This article is actually about mkpasswd (maybe this should be added to the link title)
For the purpose of creating a new password, I use pwgen -s 16 (parameter s for secure = completely random, length 16). It gives you a couple of random passwords and you choose the one you like best (or a random one). The command has plenty of other useful options.
I’ve always used head -c X /dev/urandom | base64, replacing X with the size. Used to use 16, but when I changed all my passwords after Heartbleed I moved up to 24.
head -c X /dev/urandom | base64
By using base64 you limiting your charset quite a lot. base64 only contains 2 special chars while there are a lot more typeable characters on a keyboard, like ()&^%$#@. ascii85 would be much better.
Does it make much of a difference though? If I take a random 16 bytes and convert it to base64, that should be the same amount of entropy as if I took the same string and encoded it in ascii85. The ascii85 string would be shorter but no less random.
Big picture, I don’t think this matters, but also consider that some fraction of ascii85 strings will be valid base64 strings. A cracker going after all 10 letter base64 passwords will also crack a bunch of ascii85 passwords that coexist in that space. The same random bytes rendered as a 12 byte base64 string would be safe.
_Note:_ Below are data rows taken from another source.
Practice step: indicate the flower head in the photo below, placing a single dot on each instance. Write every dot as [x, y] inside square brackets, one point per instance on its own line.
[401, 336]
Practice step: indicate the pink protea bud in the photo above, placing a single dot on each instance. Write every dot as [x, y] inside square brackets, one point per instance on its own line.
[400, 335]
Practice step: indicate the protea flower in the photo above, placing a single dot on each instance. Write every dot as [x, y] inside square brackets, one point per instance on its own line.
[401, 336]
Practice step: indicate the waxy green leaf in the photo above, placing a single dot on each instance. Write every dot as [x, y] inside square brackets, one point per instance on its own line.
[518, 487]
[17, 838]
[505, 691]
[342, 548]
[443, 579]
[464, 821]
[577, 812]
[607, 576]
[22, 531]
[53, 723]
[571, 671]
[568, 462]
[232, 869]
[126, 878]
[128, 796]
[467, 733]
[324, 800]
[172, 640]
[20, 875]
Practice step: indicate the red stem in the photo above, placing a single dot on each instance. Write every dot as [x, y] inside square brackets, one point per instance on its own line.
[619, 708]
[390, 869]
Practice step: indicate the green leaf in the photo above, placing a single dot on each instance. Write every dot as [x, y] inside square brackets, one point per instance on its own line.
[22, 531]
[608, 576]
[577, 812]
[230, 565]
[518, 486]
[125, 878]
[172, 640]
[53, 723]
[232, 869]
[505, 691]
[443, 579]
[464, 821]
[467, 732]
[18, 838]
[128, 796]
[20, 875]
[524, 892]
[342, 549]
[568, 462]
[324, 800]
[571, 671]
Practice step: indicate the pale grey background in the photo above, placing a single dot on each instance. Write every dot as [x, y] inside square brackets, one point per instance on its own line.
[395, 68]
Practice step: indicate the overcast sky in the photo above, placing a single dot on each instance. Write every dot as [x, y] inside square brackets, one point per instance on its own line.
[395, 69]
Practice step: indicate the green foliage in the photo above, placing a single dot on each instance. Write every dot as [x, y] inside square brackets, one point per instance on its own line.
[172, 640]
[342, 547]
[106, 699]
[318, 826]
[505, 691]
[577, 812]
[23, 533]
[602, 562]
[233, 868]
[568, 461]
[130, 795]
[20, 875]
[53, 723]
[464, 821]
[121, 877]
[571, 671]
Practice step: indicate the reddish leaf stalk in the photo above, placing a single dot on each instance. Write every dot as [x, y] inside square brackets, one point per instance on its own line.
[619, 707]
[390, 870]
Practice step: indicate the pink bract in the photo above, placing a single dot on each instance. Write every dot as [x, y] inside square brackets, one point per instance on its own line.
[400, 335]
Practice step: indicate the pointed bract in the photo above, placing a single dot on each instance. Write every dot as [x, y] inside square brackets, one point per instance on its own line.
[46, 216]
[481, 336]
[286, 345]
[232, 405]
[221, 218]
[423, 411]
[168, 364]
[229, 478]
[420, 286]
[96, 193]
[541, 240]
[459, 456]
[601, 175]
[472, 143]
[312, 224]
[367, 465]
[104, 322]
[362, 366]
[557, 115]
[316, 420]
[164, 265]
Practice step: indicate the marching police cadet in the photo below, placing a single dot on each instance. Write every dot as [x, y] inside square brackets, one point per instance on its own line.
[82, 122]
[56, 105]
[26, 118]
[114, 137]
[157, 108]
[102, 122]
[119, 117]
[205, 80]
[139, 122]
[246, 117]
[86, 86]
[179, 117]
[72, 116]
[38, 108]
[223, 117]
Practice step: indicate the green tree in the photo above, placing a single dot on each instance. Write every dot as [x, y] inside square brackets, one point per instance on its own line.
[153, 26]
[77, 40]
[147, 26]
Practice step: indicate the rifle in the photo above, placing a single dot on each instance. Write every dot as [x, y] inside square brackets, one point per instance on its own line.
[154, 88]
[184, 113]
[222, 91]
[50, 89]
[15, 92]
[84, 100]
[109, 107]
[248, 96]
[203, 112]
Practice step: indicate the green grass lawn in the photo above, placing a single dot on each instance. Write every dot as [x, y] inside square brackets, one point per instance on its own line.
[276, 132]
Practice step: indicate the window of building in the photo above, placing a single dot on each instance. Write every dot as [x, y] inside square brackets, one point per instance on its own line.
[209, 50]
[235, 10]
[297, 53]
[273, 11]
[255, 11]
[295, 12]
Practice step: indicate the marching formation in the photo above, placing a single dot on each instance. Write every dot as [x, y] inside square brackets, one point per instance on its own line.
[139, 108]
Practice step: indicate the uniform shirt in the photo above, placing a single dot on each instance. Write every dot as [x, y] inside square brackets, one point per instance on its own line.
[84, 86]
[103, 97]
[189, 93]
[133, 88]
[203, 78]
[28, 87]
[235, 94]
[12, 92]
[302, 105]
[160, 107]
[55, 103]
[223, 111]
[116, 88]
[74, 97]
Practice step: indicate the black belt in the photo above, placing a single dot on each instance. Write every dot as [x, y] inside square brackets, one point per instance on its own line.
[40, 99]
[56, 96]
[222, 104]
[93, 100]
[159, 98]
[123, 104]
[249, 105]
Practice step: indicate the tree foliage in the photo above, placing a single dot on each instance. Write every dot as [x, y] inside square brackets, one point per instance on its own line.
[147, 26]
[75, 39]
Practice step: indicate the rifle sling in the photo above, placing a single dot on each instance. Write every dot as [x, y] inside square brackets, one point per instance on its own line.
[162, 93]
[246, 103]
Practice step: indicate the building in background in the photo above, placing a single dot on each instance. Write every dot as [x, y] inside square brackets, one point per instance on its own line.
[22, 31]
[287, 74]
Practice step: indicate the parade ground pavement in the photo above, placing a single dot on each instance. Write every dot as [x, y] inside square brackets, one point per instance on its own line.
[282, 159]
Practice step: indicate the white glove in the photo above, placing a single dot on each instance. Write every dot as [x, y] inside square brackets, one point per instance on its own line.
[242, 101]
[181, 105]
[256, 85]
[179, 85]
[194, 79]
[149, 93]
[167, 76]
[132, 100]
All bets are off if there are length limits or truncation, but barring that, I think I’d very slightly prefer longer and simpler over shorter and denser. Longer and denser trumps that, but any password I type on my phone has an upper bound on the complexity I’m willing to tolerate.
Yes, that’s true. I just have a better feeling when I know that the attacker needs to use a larger charset to brute force a password. Maybe it also reduces the likelihood of a hash collision with another string when you use a larger initial charset.
But in essence, you are right: if you don’t need to remember the password and therefor can opt for a longer password, it shouldn’t matter if you use base64 or ascii85.